La guérilla colombienne de l’ELN a reconnu lundi être responsable de l’attentat contre l’école nationale de la police à Bogota qui a fait 20 morts et entraîné la rupture du processus de paix.

« L’opération effectuée contre ces installations et ces troupes est licite dans le cadre du droit de la guerre, il n’y a eu aucune victime non combattante », a déclaré la direction nationale de l’ELN (Armée de libération nationale), dans un communiqué diffusé lundi matin sur son site internet.

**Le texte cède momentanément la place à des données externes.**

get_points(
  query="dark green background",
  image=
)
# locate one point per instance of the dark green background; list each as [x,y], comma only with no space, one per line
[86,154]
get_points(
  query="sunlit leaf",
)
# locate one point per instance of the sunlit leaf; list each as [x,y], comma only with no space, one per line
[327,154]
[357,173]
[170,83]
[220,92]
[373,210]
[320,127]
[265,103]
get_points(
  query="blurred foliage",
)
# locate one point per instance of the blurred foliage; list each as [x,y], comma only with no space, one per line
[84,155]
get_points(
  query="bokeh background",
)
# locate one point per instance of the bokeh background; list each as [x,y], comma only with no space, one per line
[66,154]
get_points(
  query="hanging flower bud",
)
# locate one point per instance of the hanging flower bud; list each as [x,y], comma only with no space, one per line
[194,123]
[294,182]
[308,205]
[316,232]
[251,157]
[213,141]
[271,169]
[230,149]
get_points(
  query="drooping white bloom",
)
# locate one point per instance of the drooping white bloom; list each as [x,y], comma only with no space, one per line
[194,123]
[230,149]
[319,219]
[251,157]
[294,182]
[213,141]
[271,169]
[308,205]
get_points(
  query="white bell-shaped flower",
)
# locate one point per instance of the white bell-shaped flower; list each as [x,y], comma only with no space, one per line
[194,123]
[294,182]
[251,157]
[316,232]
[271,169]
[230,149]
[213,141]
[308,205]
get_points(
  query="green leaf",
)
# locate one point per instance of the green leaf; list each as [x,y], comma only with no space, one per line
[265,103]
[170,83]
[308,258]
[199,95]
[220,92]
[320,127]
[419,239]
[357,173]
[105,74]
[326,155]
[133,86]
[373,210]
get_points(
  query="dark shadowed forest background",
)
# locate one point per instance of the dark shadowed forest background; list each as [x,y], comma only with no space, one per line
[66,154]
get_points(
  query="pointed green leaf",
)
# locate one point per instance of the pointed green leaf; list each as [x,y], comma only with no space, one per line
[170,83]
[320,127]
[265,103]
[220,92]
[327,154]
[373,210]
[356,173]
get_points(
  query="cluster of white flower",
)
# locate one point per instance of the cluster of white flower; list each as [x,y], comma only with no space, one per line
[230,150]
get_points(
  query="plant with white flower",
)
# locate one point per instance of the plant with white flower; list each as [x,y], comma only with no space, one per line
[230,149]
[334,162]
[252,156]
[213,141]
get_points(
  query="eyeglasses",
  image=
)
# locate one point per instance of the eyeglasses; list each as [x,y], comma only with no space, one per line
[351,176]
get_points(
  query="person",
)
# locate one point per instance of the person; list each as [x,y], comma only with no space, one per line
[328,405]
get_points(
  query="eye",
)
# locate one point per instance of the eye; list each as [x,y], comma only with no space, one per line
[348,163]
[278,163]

L’attentat contre l’école de la police nationale a été commis avec une camionnette chargée de 80 kilos de pentolite, un puissant explosif, selon la police. Il a fait 20 morts, outre l’auteur de l’attentat, et 68 blessés.

Cette action a rapidement été attribuée à l’ELN par les autorités, et le président colombien Ivan Duque a alors décidé de rompre le processus de paix engagé avec cette organisation guévariste, dernière guérilla de Colombie.

Les discussions qui avaient lieu à La Havane étaient déjà suspendues avant que l’attentat de Bogota n’entraîne leur fin.

Selon le communiqué de l’ELN, l’école des cadets de la police nationale, cible de l’attentat, est une installation militaire. Des officiers y reçoivent « instruction et entraînement » et ensuite ils « effectuent du renseignement de combat, conduisent des opérations militaires, participent activement à la guerre de contre-insurrection ».

La guérilla affirme que l’attentat est une réponse à des actions militaires menées par le gouvernement pendant le cessez-le-feu unilatéral que l’ELN avait déclaré pour Noël et la fin de l’année.

« Le président n’a pas accordé la dimension nécessaire à ce geste de paix » et « sa réponse a été de mener des attaques militaires contre nous, sur tout le territoire national », déclare l’ELN.

« L’armée gouvernementale a profité de ce cessez-le-feu pour faire progresser les positions de ses troupes opérationnelles, s’emparant de positions favorables, difficiles à atteindre sans le cessez-le-feu », accuse la guérilla.

Elle propose la conclusion d’un cessez-le-feu bilatéral « pour créer un climat favorable aux efforts de paix » et se déclare disposée « à ce que soient respectées des zones déterminées et des installations militaires gouvernementales », ainsi que des installations de l’ELN, afin de faciliter le dialogue.

A la suite de l’attentat, le président Duque a enterré le dialogue de paix avec l’ELN en réactivant les mandats d’arrêts visant les négociateurs de la guérilla.

« Aujourd’hui, j’ai ordonné (…) la levée de la suspension des mandats d’arrêt des 10 membres de l’ELN qui font partie de la délégation de ce groupe à Cuba et j’ai révoqué la résolution créant les conditions de leur séjour dans ce pays », a-t-il dit.

« Nous remercions le gouvernement de Cuba pour la solidarité qu’il a exprimée et nous lui demandons aujourd’hui de procéder à l’arrestation des terroristes qui se trouvent sur son territoire et de les remettre aux autorités policières colombiennes », a-t-il encore déclaré.

Lundi le ministre des Affaires étrangères cubain, Bruno Rodriguez, a déclaré dans un tweet : « Cuba n’a jamais autorisé et n’autorisera jamais que son territoire soit utilisé pour l’organisation d’actes terroristes contre un quelconque Etat ».